The judicial ban on alcohol sales is unfortunately not unique. Last year, we had a sudden ban on sale of diesel vehicles, later limited to cars above 2000 cc. When the Motor Vehicles Act, 1988 permits diesel vehicles of certain specifications to be sold and licensed, can the Supreme Court or high courts impose additional conditions or restrictions on the ground that they will subserve public interest? The banning of diesel vehicles had serious economic consequences for manufacturers and dealers who had made plans based on Parliamentary legislation.

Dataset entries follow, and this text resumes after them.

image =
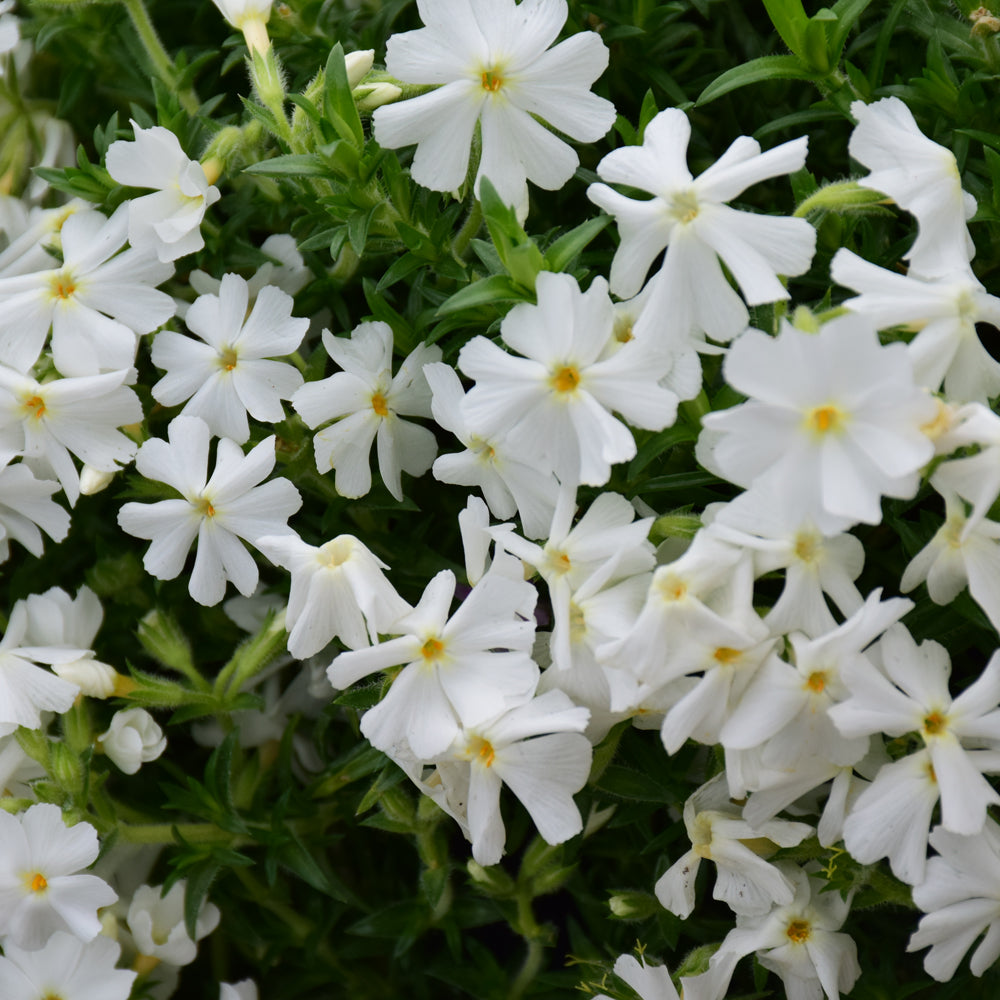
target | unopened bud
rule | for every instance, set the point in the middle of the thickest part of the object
(94, 480)
(372, 96)
(93, 678)
(359, 65)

Judicial directions, based on PILs, but contrary to the existing laws, introduce a dangerous element of uncertainty and can often be counter-productive as courts do not have the luxury of time to consider the overall
consequences of their orders. These are what Lon Fuller calls “polycentric issues” that should be outside the realm of the judiciary. He likens such problems to a spider’s web. A pull on one strand results in a complicated pattern of tensions throughout the web, causing one or more of the weaker strands to snap (‘The Forms and Limits of Adjudication’, Lon Fuller and Kenneth Winston, (1978) 92 Harvard Law Review).
Far-reaching decisions are made by the Supreme Court under Article 142 of the Constitution — a provision which enables it to pass orders to do “complete justice”. Our Constitution does not have strict separation of powers — the legislature, executive and judiciary sometimes overlap — but there are certain lines that ought not to be crossed. In the absence of alcohol, it is perhaps time for a sobering reflection on the need to demarcate these lines with greater clarity and certainty.